You’re going to want to try to pull up the garlic by its top, but save yourself the frustration. You’ll pull the tops off more heads than not, and you need the tops to cure the garlic properly.

Instead, use a digging fork about 1 foot away from the plant to loosen the soil. The whole plant, head and all, should come up easily.

Sort through your garlic heads to separate out the largest—save these for planting next year—and any that are damaged (use these first).


Read more: Read more about harvesting and curing homegrown garlic.


How to Store Garlic

The curing process is important. I’ve done this several ways and will explain my preferred method.

After harvest, knock off mud clinging to the head. Don’t hose them off, though.

Cut the stringy roots off the bottom of the head. Be careful to not cut the bottom of the head itself.

Make bunches of six or so garlic stalks, and tie one bundle on each end of a piece of baling twine. I use a slip knot so the bundles remain secure as the garlic dries.

Hang each piece of twine from the rafters of a barn or garage—someplace dry with good airflow.

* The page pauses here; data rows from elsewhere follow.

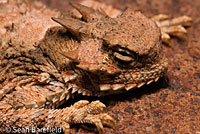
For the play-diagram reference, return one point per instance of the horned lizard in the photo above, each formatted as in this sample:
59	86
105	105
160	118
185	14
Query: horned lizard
43	64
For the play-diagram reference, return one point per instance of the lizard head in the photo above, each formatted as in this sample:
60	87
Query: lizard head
115	54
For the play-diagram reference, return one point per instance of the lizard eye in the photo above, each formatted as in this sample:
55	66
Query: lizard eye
124	57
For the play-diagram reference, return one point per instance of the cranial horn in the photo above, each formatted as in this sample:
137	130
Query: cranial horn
89	14
73	25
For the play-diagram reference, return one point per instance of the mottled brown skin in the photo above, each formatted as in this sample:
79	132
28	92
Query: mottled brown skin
97	55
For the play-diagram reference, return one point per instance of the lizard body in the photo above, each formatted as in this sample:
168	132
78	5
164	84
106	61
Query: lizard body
42	64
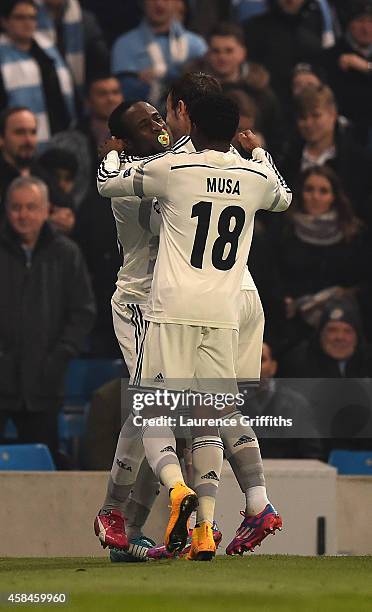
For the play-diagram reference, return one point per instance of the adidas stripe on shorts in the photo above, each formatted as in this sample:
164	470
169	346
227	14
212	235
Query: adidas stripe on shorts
174	356
128	326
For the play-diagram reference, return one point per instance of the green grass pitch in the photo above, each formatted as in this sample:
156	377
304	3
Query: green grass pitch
261	583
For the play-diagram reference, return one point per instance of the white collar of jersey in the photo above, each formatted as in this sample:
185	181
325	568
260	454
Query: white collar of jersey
184	142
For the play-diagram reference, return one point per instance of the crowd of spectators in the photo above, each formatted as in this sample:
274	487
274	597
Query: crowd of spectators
301	73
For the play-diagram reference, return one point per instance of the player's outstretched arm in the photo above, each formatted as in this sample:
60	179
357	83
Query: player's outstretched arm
110	173
144	179
279	195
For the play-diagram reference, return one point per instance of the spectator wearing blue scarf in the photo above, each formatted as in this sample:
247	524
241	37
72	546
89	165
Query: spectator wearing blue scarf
148	57
31	76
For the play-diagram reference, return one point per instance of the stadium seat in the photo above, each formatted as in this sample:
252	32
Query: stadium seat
26	457
352	462
84	376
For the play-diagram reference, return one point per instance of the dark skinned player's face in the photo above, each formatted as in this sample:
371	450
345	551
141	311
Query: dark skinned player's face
149	132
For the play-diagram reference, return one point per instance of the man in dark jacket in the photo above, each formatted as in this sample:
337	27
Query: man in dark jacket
336	359
47	310
18	143
291	31
349	68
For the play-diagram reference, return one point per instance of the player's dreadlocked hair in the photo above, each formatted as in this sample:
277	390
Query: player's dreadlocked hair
192	87
118	126
216	117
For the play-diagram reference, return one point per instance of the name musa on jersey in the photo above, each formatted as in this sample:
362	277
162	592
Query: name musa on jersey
208	201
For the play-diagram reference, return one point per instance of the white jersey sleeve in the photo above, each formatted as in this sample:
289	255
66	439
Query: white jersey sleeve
150	216
278	195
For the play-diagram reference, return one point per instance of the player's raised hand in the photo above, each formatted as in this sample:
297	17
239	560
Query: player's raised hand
249	140
111	144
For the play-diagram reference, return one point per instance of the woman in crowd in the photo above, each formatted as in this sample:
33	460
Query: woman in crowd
321	249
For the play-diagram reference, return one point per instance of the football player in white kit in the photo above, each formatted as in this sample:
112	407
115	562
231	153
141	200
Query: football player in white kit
217	186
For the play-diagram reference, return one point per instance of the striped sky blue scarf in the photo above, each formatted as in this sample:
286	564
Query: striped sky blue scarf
249	8
73	35
23	84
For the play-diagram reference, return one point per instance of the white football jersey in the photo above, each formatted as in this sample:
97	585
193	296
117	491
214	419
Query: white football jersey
139	246
208	201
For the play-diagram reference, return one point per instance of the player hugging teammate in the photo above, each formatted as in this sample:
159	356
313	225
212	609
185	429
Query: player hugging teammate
191	321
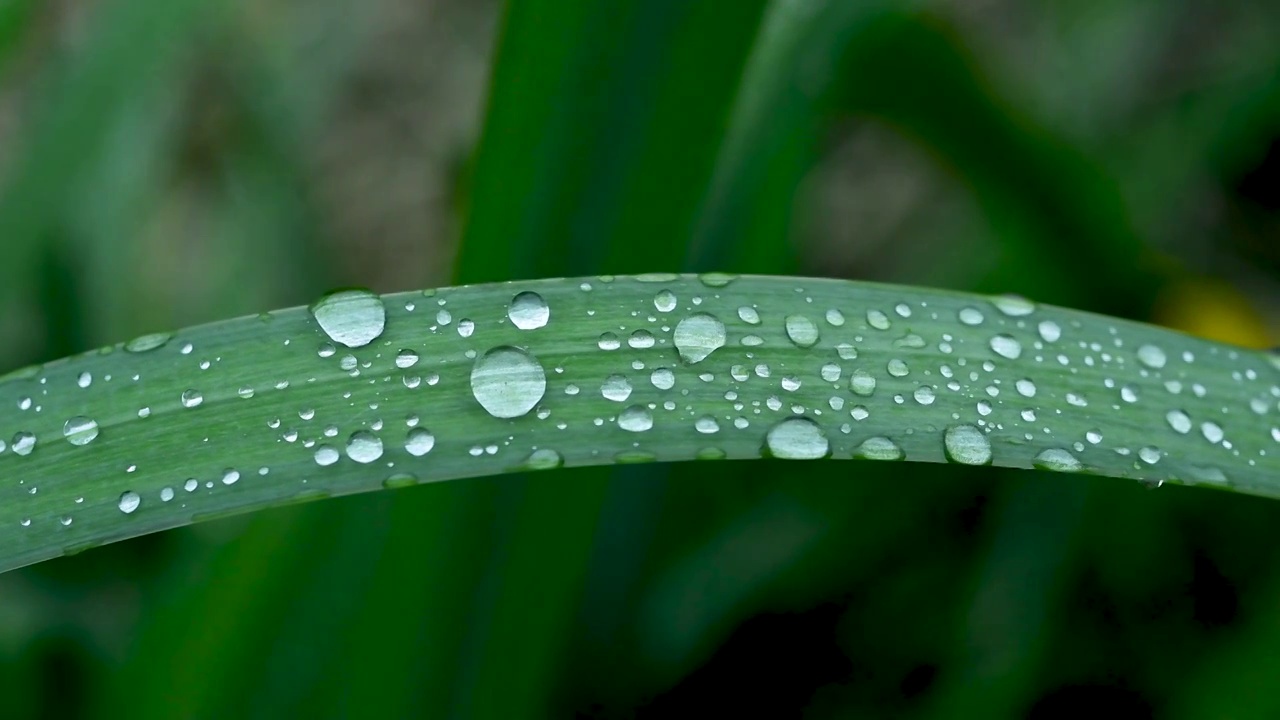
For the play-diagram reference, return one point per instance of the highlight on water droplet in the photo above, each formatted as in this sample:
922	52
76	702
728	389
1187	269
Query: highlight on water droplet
698	336
529	311
352	318
796	438
80	431
967	445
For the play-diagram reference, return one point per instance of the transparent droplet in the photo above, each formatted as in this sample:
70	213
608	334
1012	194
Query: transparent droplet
1152	356
698	336
878	449
967	445
796	438
616	388
507	382
352	318
1006	346
325	456
801	331
419	442
635	419
1057	460
80	431
147	342
364	447
1179	422
529	311
128	501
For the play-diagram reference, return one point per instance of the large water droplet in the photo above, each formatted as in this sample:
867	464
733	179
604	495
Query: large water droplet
128	501
967	445
529	311
796	438
801	331
352	317
419	442
507	382
1057	460
364	447
698	336
80	431
635	419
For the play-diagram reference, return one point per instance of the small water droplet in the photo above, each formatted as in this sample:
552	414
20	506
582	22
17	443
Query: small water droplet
352	317
698	336
1006	346
364	447
616	388
80	429
507	382
635	419
967	445
878	449
419	442
796	438
147	342
128	501
1057	460
801	331
529	311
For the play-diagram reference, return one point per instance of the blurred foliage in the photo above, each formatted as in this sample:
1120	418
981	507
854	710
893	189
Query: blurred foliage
167	162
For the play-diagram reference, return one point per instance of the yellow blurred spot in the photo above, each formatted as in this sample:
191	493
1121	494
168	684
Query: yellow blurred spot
1212	310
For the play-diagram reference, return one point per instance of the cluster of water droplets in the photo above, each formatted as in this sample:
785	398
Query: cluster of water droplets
693	368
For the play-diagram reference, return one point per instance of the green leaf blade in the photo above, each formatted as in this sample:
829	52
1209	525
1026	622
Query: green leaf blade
873	370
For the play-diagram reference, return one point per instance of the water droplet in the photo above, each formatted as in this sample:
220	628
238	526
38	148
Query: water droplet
1006	346
1152	356
128	501
967	445
796	438
23	443
1179	420
1057	460
1014	305
324	455
635	419
147	342
507	382
698	336
80	431
419	442
616	388
862	383
352	317
1050	331
543	459
801	331
529	311
664	301
878	449
364	447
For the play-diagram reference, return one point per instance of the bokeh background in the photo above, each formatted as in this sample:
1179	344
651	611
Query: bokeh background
172	162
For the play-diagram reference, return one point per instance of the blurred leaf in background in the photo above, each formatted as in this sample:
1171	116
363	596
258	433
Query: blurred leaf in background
165	163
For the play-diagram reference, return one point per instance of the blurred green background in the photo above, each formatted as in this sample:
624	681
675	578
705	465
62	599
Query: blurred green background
173	162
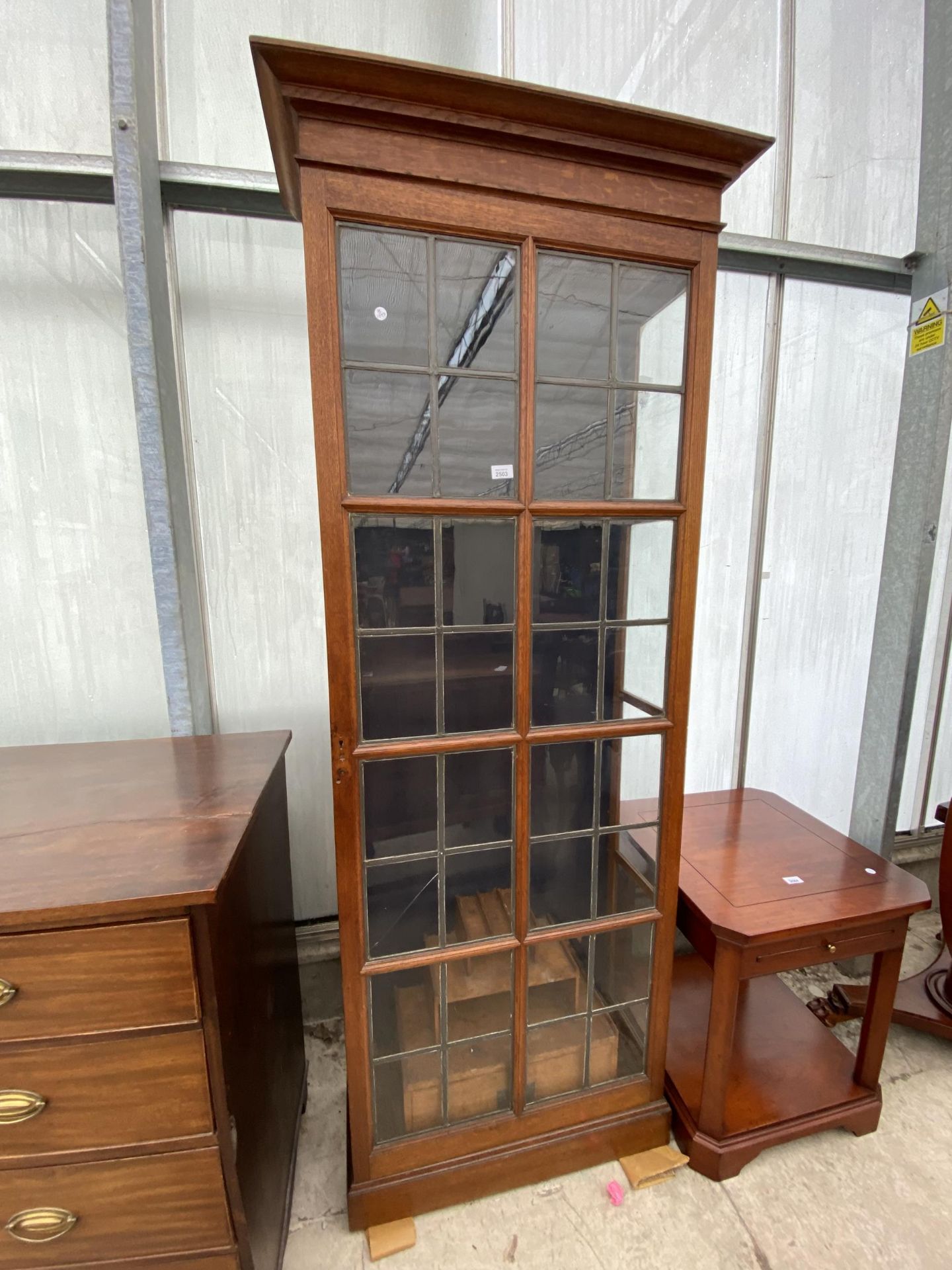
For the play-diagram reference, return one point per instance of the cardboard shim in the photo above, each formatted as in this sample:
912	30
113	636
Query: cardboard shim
651	1167
383	1241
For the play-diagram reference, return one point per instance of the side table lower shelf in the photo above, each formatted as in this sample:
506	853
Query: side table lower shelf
789	1076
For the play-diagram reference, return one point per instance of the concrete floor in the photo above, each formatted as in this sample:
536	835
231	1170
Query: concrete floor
830	1201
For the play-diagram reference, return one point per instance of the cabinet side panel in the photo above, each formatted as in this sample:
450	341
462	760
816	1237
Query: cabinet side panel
258	1000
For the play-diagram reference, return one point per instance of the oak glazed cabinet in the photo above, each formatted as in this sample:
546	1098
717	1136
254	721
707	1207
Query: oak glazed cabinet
510	298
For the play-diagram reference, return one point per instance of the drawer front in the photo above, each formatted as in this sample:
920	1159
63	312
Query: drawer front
815	949
114	1093
99	978
124	1209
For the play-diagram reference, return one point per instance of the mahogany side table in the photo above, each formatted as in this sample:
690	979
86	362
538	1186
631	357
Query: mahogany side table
924	1001
766	888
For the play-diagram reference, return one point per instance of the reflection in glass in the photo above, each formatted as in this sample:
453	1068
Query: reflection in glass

I leave mine hanging until I need them or the first frost arrives in the fall—whichever comes first. After this, move them to mesh bags or baskets in a cool, dry place in your home, out of direct sunlight.

How to Eat Garlic

I’d probably have an easier time writing about the dishes in which I don’t use garlic. It’s likely you’ll find me adding an additional clove to what the recipe requests. Garlic improves nearly everything, including bread, simple roasted potatoes and salad dressing.

I have even made garlic chocolate chip cookies.

Give garlic a go in your garden this fall. You’ll have aromatics to flavor your meals, protection from blood-sucking monsters and an excuse to make this cute yucca leaf basket while you gaze longingly at seed catalogs this winter.